Christine Lagarde refuse l'audition de fonctionnaires de Bercy par la mission parlementaire sur l'attentat de Karachi
La mission, qui a rendu son rapport mercredi, n'écarte pas un lien entre l'attentat de Karachi en 2002 et l'arrêt du versement de "commissions", alors légales, à des militaires pakistanais.
Le rapporteur de la mission, le député PS, Bernard Cazeneuve, a déploré une "absence totale de coopération du gouvernement et de l'exécutif".
Le site internet Mediapart a publié à ce propos jeudi, une lettre de la ministre à la mission d'information parlementaire sur l'attentat dans lequel 11 Français travaillant à la construction de sous-marins au Pakistan ont péri en 2002.
Christine Lagarde a par exemple refusé, comme le montre la lettre en date du 26 mars versée aux annexes non publiques du rapport, que soient entendus des fonctionnaires de son ministère au fait des dessous financiers de la vente des sous-marins au Pakistan.
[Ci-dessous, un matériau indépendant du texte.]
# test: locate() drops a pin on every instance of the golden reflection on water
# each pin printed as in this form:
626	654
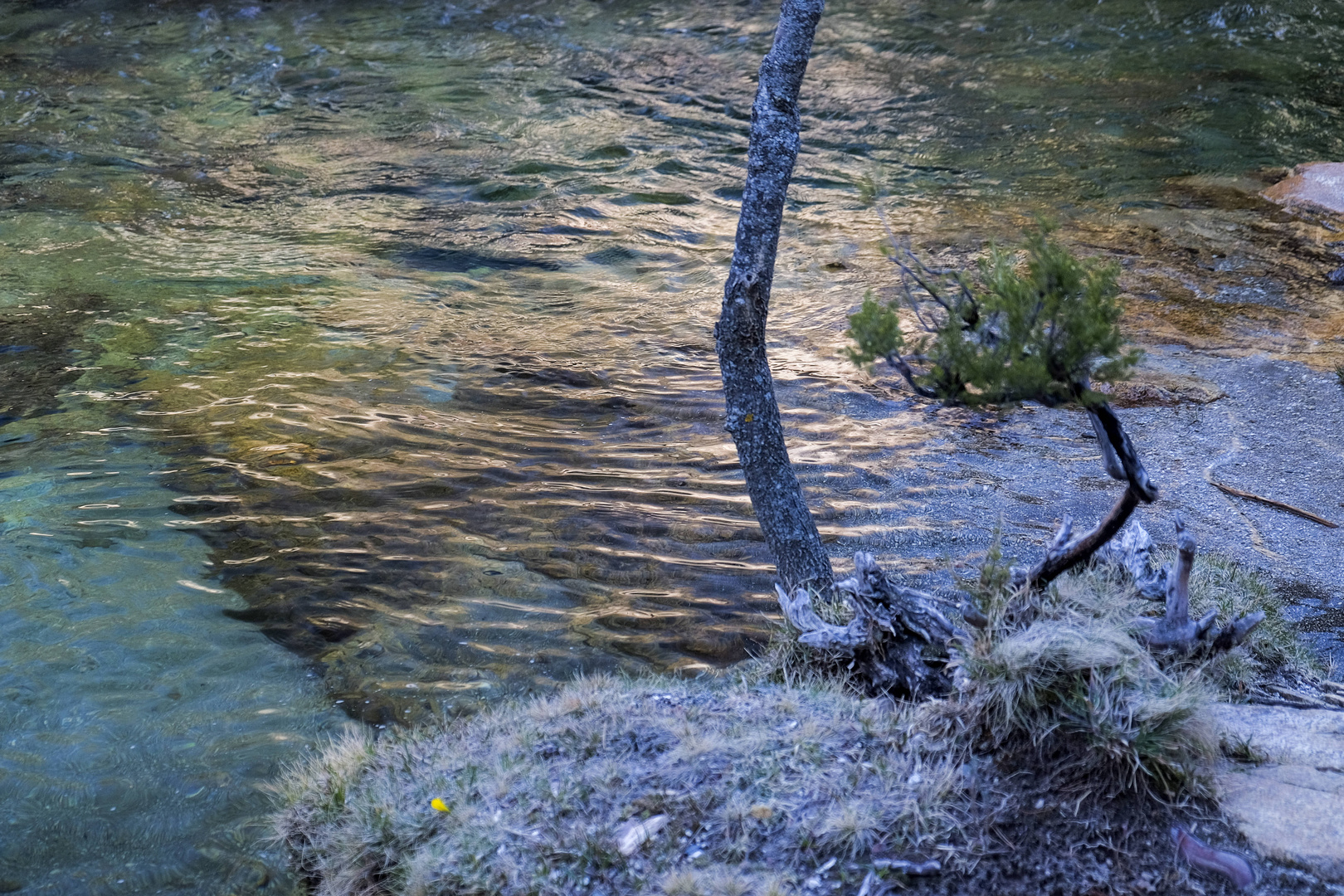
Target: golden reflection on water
390	336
Si elle reconnaît que cette audition pourrait "éclairer" la commission qui est en droit de la demander, Christine Lagarde avance qu'elle pourrait "empiéter" sur l'instruction judiciaire, violant ainsi le principe de séparation des pouvoirs.
De plus, le contrat de vente des sous-marins étant classifié, "aucun élément relatif à ce contrat ne saurait être divulgué à des personnes non habilitées, sous peine de commettre le délit de compromission", écrit la ministre de l'Economie.
Selon les deux journalistes de Mediapart, qui publient la semaine prochaine un livre sur les attentats de Karachi, ces arguments "sont pour le moins déconcertants".
Retour sur l'affaire
Le 8 mai 2002, un kamikaze avait fait 14 morts, dont 11 ingénieurs et techniciens français de la Direction des constructions navales (DCN) travaillant à la construction des sous-marins Agosta, en précipitant une voiture bourrée d'explosifs sur un bus sortant d'un hôtel de Karachi.
La mission, et notamment son rapporteur, estime avoir assez d'éléments pour envisager la piste du règlement de comptes aussi sérieusement que la piste islamiste.
Dans ce scénario, les militaires pakistanais, mécontents de ne pas recevoir d'argent ou insatisfaits du partage, auraient commandité l'attentat en représailles.
Si le paiement des commissions a été interrompu lorsque Jacques Chirac est arrivé au pouvoir en 1995, c'est, dit le rapport, parce qu'il soupçonnait qu'une partie de l'argent était revenue en France financer la campagne de son rival de droite Edouard Balladur, Premier ministre de 1993 à 1995. Le chef du gouvernement avait pour proche collaborateur Nicolas Sarkozy, ministre du Budget au moment de la signature du contrat.
Le rapport de la mission montre que le gouvernement a refusé la remise de presque tous les documents demandés, notamment le contrat Agosta. Dominique de Villepin, ancien secrétaire général de l'Elysée, et de nombreuses autres personnes, notamment d'ex-collaborateurs de Nicolas Sarkozy, n'ont pu être entendus.
Elle n'a pas pu non plus consulter les comptes rendus des réunions interministérielles tenues à ce sujet, ce qui aurait permis de connaître le rôle précis de Nicolas Sarkozy dans la validation des plans de financement du contrat.
Le ministre de la Défense, Hervé Morin, a soumis mercredi, à la demande des juges d'instruction Marc Trévidic et Yves Jannier, la déclassification du contrat Agosta.